Ехали в дом-музей какого-то поэта, его фамилию Комякова так и не запомнила.

-- Поэт, конечно, третьестепенный, -- сообщила Надя по дороге. – Но у него гостили такие люди, как Гете и Бетховен. Вообще, атмосфера…    

Атмосфера действительно была. В этом большом, деревянном, скрипучем доме, со старинной мебелью, облупленными безделушками, истертыми, изжеванными временем ветхими коврами и портретами людей, живших два века назад и теперь глядящих на посетителей с этих портретов грустно и чуть с обидой, будто спрашивали: «Вот мы жили-жили, ну так и что? Вы даже наших имен не знаете…» Их обида была вполне справедлива, потому что имена-то были известны и хозяева дома, потомки третьестепенного поэта, произносили их с чувством и благоговением, но из сознания слушателей, не бывших их потомками, они вылетали тут же, даже на секунду не задержавшись.

Была там и комнатка, к которой, скорее, подошло бы название «каморка», в которой живал Гете. Там стояли большая кровать, -- Гете-то, надо полагать, был человеком не низкорослым, -- комод, какая-то утварь для утреннего и вечернего туалета и, конечно же, увесистый ночной горшок. В соседней «каморке», по словам хозяев, потомков треьестепенного поэта, за хрупким столиком он работал.

-- Да, -- сказала Надя, скептически оглядывая все это нехитрое хозяйство. – Можно себе представить… Жили при свечах, ездили исключительно на лошадях. Осенью бури, ветер, природа вокруг завывает, крыша грохочет… Бетховен играет Апоссионату, Наполеон Европу перепахивает. Кто скачет, кто мчится под хладною мглой. Но вот что интересно… -- вдруг сказала она. – Кто за ним горшок выносил? Ты можешь себе представить, чтобы по утрам Гете спускался по вот этой лестнице и нес свой ночной горшок?     

-- Не могу представить, -- сказала Комякова. – Слуги, конечно.            

-- Мне бы это было неприятно,  -- сказала Надя в своей обычной манере, серьезно и задумчиво, -- если бы кто-нибудь выносил за мной ночной горшок.                     

-- Странные мысли тебе приходят в голову, -- сказала Комякова.          

-- Ага, -- согласилась Надя. – Значит, не так-то плохо они жили…               
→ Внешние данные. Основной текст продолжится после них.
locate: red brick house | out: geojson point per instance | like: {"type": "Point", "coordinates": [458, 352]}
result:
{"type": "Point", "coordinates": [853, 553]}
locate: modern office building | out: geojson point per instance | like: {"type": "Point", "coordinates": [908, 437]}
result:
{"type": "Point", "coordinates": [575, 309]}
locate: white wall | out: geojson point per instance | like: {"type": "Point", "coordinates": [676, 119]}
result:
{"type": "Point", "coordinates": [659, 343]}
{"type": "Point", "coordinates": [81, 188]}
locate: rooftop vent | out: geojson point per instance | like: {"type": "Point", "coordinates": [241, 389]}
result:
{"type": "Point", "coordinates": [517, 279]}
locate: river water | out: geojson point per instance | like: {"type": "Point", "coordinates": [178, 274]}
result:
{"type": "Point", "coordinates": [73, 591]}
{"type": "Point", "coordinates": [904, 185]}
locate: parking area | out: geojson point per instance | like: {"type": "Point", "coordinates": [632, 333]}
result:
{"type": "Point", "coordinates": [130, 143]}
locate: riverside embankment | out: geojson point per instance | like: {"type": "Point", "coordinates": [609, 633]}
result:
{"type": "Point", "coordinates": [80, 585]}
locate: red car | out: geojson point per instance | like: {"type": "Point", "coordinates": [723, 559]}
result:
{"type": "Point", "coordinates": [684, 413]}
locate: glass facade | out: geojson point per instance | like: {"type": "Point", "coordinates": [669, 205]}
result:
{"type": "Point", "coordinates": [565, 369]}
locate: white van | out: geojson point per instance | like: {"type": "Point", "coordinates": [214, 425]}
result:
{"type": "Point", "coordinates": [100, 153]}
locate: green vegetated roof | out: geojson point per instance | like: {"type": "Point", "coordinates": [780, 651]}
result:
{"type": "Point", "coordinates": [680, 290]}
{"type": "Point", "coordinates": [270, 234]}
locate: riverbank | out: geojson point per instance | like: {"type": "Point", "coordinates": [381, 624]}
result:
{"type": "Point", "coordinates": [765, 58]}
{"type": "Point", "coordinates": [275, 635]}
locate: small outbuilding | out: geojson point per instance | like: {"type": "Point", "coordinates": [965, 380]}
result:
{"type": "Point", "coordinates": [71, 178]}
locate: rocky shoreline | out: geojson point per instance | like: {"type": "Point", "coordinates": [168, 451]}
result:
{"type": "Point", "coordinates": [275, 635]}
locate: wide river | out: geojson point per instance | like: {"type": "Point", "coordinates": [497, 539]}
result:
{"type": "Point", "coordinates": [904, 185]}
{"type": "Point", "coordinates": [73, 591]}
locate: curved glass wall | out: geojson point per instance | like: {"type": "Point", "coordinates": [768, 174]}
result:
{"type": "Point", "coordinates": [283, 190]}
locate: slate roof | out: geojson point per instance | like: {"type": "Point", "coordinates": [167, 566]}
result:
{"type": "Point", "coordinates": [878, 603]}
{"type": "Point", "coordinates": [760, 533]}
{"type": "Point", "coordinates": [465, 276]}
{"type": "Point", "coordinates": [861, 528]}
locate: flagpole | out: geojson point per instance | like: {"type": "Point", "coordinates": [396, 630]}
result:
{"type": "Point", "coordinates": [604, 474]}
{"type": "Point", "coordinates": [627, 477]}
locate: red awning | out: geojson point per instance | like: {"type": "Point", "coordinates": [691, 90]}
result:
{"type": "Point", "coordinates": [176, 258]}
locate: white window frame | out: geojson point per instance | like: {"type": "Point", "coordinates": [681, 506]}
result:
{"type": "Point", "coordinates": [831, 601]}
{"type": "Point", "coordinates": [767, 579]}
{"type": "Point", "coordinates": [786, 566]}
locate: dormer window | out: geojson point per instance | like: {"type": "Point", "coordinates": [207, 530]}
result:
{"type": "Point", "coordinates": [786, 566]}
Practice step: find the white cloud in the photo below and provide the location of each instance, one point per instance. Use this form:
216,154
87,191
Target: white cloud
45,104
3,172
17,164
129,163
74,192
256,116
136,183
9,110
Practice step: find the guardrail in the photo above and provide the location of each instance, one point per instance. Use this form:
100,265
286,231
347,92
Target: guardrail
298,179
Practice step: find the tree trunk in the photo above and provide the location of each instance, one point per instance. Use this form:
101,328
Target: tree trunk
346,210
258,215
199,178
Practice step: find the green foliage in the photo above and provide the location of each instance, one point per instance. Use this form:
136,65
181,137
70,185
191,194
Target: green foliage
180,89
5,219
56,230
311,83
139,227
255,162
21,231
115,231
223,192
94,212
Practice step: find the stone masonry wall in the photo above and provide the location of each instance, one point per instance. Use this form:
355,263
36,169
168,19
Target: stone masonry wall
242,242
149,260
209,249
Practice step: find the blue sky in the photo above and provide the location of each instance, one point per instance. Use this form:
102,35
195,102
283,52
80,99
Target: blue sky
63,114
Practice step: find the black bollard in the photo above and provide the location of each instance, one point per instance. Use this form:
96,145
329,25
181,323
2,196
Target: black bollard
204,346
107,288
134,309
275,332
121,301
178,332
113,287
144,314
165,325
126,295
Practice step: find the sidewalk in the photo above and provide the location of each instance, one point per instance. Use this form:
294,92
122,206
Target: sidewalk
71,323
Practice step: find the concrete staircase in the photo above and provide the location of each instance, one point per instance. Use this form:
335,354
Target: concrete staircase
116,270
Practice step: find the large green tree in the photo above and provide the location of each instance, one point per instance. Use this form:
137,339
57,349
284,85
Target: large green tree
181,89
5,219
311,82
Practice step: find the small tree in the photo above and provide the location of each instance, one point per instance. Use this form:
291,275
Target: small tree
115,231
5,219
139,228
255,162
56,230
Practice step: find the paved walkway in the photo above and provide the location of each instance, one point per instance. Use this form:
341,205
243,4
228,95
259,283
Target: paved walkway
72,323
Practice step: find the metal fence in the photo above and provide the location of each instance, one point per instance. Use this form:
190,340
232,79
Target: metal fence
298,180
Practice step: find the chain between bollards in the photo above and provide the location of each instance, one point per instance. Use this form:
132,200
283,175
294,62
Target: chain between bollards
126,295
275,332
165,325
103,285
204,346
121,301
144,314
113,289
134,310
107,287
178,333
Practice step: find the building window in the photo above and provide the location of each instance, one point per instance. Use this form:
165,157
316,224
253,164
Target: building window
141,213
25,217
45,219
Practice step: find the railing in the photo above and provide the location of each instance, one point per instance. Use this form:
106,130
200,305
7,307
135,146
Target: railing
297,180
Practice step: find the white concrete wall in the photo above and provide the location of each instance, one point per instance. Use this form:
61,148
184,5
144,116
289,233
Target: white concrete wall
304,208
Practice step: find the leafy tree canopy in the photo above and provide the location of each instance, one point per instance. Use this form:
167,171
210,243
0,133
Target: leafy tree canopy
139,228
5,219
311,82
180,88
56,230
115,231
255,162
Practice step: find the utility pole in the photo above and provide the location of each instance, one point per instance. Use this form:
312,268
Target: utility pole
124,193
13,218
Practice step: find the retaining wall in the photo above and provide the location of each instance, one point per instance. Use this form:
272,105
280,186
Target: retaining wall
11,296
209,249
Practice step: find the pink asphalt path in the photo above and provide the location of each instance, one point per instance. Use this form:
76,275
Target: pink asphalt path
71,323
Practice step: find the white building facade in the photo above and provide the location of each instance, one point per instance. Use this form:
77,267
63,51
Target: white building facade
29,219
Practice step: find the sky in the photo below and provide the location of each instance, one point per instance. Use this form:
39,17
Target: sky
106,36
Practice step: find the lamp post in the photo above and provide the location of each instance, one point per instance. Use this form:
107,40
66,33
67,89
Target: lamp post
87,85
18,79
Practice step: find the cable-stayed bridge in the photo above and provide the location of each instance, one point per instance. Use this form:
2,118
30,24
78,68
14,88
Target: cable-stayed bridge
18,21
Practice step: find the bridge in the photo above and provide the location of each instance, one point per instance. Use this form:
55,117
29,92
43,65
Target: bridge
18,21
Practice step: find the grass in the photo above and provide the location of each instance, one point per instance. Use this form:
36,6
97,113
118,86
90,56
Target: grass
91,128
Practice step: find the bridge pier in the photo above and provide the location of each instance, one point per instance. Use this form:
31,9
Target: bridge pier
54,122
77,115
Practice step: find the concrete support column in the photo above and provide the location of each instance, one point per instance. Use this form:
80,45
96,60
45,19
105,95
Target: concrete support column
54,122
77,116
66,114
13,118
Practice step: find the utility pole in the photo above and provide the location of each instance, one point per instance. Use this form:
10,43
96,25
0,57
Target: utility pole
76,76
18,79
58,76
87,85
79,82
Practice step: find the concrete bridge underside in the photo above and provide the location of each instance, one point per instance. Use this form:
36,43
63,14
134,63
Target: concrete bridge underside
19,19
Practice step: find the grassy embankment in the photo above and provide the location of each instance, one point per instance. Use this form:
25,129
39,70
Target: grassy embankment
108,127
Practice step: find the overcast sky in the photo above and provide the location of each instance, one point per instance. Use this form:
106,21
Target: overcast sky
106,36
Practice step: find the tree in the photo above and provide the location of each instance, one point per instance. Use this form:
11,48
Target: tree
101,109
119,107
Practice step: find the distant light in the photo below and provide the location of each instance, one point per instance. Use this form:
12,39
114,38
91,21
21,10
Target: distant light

Надя не разговаривала за рулем. В это время она думала. О своих формулах, в основном. Но и посторонние мысли, вроде ночного горшка Гете, иногда залетали. Комякова же расположилась на заднем сидении и задремала. Нельзя сказать, что экскурсия произвела на нее впечатление. Она вообще не любила затхлость старины, мумифицированные, затертые вещи, пожелтевшие, рассыпающиеся манускрипты, короче, законсервированное время, как никогда не любила консервы. И тем более было удивительно, что в дреме она тут же попала туда, в этот самый дом.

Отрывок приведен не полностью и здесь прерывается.